Tennyson,
Alfred, first Baron Tennyson (1809-92) English poet, born at
Somersby, Linconshire, the forth son of the rector. He was very popular
in Victorian England, his poems inspired many paintings.
The Lady of Shallot, a poem, published in 1832. The subject
was very popular during Victorian times and dealt with a beautiful imprisoned
lady.
See: William Holman Hunt The
Lady of Shalott.
Mariana
The character of Mariana from Shakespeare's Measure for Measure
inspired Tennyson's poem Mariana,
which described a woman
waiting hopelessly in a desolate loneliness for her lover.
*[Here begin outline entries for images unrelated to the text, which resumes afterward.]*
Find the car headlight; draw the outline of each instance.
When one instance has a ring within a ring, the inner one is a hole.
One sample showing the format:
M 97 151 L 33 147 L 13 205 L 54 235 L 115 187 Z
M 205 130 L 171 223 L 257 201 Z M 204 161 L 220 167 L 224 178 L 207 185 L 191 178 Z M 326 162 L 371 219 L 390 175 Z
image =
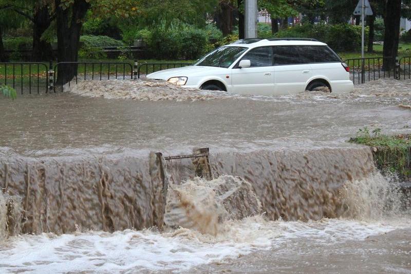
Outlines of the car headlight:
M 167 81 L 179 86 L 182 86 L 187 82 L 187 77 L 172 77 L 167 80 Z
The poem in
its turn inspired Millais' Mariana,
shown at the Royal Academy in 1851 it was accompanied by the lines from
Tennyson:
She only said, 'My life is dreary-
He cometh not' she said;
She said, 'I am aweary, aweary -
I would that I were dead'.
Merlin and Vivien, poem by Tennyson, published in 1859. The wily
Vivien, filled with hatred for Arthur and his court, seduces the aged wizard
Merlin, the most important supporter of Arthur, and imprisons him forever
in an old oak tree.
See: Sir Edward Burne-Jones The
Beguiling of Merlin (Merlin and Vivien).